10 Tips for Managing Age-related Sleep Problems

Lack of sleep as we get older can lead to falls, reduced immunity and increased risk of chronic disease. Here’s how you can sleep better or know when it’s time to see a doctor.

by NEA Member Benefits

In today’s 24/7-world, sleep is a hot commodity—no matter what your age. Older adults are especially vulnerable to a sleep deficit as medications, sleep patterns and physical and emotional ailments converge to make restful slumber more difficult to achieve. Yet, according to the National Institute on Aging, seniors need the same amount of sleep as all adults—about 7-9 hours each night.

“There’s a general notion that seniors need less sleep,” says Richard Shane, Ph.D., behavioral sleep specialist in Boulder, Colorado, and founder of Sleep Easily (as of December 2018, a new version is pending). “That’s not true. While research shows seniors do get less sleep, it’s not because they need less.”

Instead, studies on the sleep habits of older Americans show seniors take longer to fall asleep, spend fewer hours in deep, rapid eye movement (REM) sleep and wake more frequently during the night. What’s worse, when seniors wake in the middle of the night, they often have trouble falling back to sleep, so they end up sleep-deprived.

While that may not be a problem when you’re teaching in your 20s, lack of sleep during your golden years not only makes you grumpy and irritable, it can also lead to falls, reduced immunity and increased risk of chronic disease. The good news: Cycling into sound sleeping patterns doesn’t have to be difficult. The following tips can help you achieve more restorative slumber, particularly as you approach retirement age.

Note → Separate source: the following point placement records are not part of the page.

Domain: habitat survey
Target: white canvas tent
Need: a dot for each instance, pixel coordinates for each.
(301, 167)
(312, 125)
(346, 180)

  • Stick to a schedule. Your body functions best when you maintain the same sleep and wake times—even on weekends. So, if you typically wake up at 7 a.m., keep the same schedule 7 days a week. Try to maintain your usual meal times, too, so your body falls into a predictable pattern.
  • Establish a bedtime routine. Instead of engaging in difficult conversations or solving academic riddles before bed, turn to soothing activities like taking a warm bath, meditating or reading.
  • Get moving. People who are more physically active sleep more soundly. Just don’t work out close to bedtime. Exercise spikes your body temperature and it takes about 6 hours for it to drop again. And since a cooler body temperature is associated with sleep onset, it’s best to exercise before 3 p.m.
  • Let in the light. Stepping into the sunlight first thing in the morning (or natural light if it’s cloudy) signals your body’s natural clock that it’s time to wake up. Shane suggests getting out into the sunlight for at least 15 minutes each day, even if it’s not early in the morning!
  • De-stress. You don’t have to count sheep to fall asleep. Stress reduction techniques, such as mindful meditation and deep breathing, can also help your body and mind wind down.


  • Turn on your devices. Computers, tablets and other electronics (yes, even e-readers!) emit blue light that interferes with your body’s natural sleep cycle, making it more difficult to fall asleep. Your best bet: Ditch electronics 1-2 hours before your usual bedtime.
  • Use caffeine as a crutch. While there’s nothing wrong with sipping a latte to get moving in the morning, you might want to steer clear of caffeine (even in the form of pop or chocolate) after 2 p.m. Tea, soda and chocolate all contain caffeine, which stays in your system for 4-6 hours.
  • Eat or drink before bed. Indulging in a heavy meal too close to bedtime can lead to heartburn and interfere with sleep. The same rule applies to liquids, especially alcohol. “When you drink alcohol right before bed, the alcohol wears off in the middle of the night causing early awakenings,” explains Shane. Even water can be problematic. Do you really want to wake up for a bathroom trip?
  • Take a power nap. If you’re dragging during the day, taking a mid-day snooze may seem like a simple fix. According to Shane, your best bet is to avoid napping. That way, you’re likely to fall asleep at bedtime and sleep through the night. Can’t keep your eyes open? Limit yourself to a 30-minute snooze before 2 p.m.
  • Use your bedroom for anything other than sleep and sex. Keep work, computers, television and other distractions out of the bedroom, suggests Shane. Such activities signal the brain that it’s time to wake up, not sleep.

If you’re chronically sleepy, or find it difficult to sleep at night, consider it a flashing red light to see a doctor. Waking up feeling tired is a sure sign you’re not getting the rest you need—and more often than not the solution goes beyond counting sheep. In fact, watching the clock, counting how many hours you slept or how many more you need to get before your alarm begins blaring will only add to your stress. The more worked up you get, the more difficult it will be to fall back to sleep.

Not sure whether you need to see a doctor? Ask yourself these three questions:

  • Are you waking up three nights (or more) each week?
  • Does it take longer than 30 minutes for you to fall back to sleep?
  • Have you been waking in the middle of the night for 30 days?

Answer yes to these questions and it may be time to see a sleep specialist. Together you can devise a plan to ensure you get the sleep you need.